Second, by the time of the apostles, the word translated as “alien” (ger, גר) was no longer understood as just a Gentile non-Jew. The Hebrew word had shifted its semantic value to refer specifically to a Gentile who had gone through a full, legal conversion to become Jewish, i.e., a proselyte. That conversion process included circumcision, immersion, and a sacrifice. That’s how the Greek version of the Torah (LXX) translates the word, too. That’s probably how the apostles would have understood it.
They would have interpreted Numbers 15:15–16 to read as follows:
As for the assembly, there shall be one statute for Jews and for the proselyte, a perpetual statute throughout your generations; as a Jew is, so shall the proselyte be before the LORD. There is to be one Torah and one ordinance for Jews and for the proselyte who sojourns with you. (Numbers 15:15–16, my paraphrase)
This is what Paul meant when he said, “I testify again to every man who receives circumcision, that he is under obligation to keep the whole Torah” (Galatians 5:3). In other words, everyone who legally becomes Jewish is obligated to keep all the commandments that apply specifically to the Jewish people.
That reading makes it clear that both Jews and proselytes to Judaism are obligated to the same laws of Torah, but it does not help clear up the question of Gentile believers who have not become legally Jewish through a conversion. One might suppose that the Gentile believers should fit into the category of “proselyte,” but when the apostles considered this question in Acts 15, they came to a different conclusion. They gave the Gentile believers four additional commandments (above and beyond the basic Noachide laws), but they did not require them to keep the whole Torah.

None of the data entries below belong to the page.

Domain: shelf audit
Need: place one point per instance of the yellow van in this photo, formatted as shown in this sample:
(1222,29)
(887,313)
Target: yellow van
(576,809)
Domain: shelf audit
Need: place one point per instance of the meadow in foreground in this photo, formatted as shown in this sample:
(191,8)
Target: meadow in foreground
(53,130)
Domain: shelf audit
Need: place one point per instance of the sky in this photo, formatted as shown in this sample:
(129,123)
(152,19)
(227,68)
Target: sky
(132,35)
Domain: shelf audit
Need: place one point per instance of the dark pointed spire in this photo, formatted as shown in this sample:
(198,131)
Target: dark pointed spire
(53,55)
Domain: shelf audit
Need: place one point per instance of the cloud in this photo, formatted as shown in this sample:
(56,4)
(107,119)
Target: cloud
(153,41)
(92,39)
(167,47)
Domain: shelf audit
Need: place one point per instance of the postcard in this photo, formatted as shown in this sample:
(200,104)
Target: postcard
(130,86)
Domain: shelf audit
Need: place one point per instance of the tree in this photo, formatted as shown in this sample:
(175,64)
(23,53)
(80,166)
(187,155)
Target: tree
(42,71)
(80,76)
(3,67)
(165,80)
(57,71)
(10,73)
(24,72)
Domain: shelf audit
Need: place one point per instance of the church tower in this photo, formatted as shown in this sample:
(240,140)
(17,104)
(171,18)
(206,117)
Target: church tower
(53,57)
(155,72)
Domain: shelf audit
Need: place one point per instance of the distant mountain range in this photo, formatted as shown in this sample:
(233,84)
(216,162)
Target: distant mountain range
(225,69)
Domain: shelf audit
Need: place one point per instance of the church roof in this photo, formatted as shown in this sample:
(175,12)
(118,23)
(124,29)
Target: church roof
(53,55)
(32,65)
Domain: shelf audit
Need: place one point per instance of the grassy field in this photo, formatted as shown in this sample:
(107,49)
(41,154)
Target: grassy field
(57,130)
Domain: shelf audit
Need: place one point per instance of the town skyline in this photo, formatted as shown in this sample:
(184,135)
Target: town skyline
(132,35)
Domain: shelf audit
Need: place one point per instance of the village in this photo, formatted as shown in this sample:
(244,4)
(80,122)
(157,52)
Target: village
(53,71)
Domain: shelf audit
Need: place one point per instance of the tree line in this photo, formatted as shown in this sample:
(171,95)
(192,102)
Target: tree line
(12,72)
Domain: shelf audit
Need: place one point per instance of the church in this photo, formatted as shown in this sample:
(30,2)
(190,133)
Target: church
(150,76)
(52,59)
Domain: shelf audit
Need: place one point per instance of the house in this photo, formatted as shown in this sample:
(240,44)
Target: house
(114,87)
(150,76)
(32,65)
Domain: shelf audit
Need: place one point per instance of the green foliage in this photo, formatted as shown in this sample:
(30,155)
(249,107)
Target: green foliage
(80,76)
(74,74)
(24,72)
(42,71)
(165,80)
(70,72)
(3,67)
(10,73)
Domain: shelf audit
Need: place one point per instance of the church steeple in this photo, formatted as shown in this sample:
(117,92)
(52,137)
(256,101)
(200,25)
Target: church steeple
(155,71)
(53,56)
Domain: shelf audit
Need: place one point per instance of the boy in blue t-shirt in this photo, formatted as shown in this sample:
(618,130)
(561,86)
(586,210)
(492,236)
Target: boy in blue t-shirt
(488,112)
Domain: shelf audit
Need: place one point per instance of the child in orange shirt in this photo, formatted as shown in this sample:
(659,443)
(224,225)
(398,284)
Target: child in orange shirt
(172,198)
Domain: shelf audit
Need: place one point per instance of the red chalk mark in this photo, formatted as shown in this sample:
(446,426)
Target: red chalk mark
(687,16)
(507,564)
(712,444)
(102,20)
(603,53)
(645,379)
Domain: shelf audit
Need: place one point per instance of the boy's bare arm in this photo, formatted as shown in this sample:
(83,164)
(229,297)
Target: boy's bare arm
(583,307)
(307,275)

The same open posture of Acts 15 seems to be reflected in the Didache. The Didache is allegedly a collection of apostolic instructions for Gentile believers. When discussing the question of how much Torah a Gentile is obligated to keep, the Didache leaves the question open:
If you can bear the whole yoke of the Lord, you will be complete; but if you cannot, then do what you can. (Didache 6.2)
The Didache agrees with Numbers 15:15–16. There is not supposed to be a different Torah for Gentile believers. The Gentile believers are not supposed to have a different type of worship or religion. There is only one Torah for God’s people. The only question left open is to what extent the Gentile believer is obligated. Most of the laws of the Torah apply equally to Jewish and Gentile disciples of Yeshua.
The apostles make it clear in other places that the Torah’s ethical and moral commandments governing interpersonal relationships certainly do apply to the Gentile believers. For example, all the Torah’s commandments about how to treat one another and how to behave toward others apply directly to all believers.
On the other hand, Gentile believers are not obligated to keep all of the ceremonial laws as the Jewish believers such as circumcision and other distinct markers of Jewish identity like the calendar, the holy days, the dietary laws, and so forth. Despite that, the Bible does not create alternative Gentile versions of these institutions.
In the days of the apostles, the Gentile believers kept most of those things along with the Jewish believers as part of their participation in their shared religion.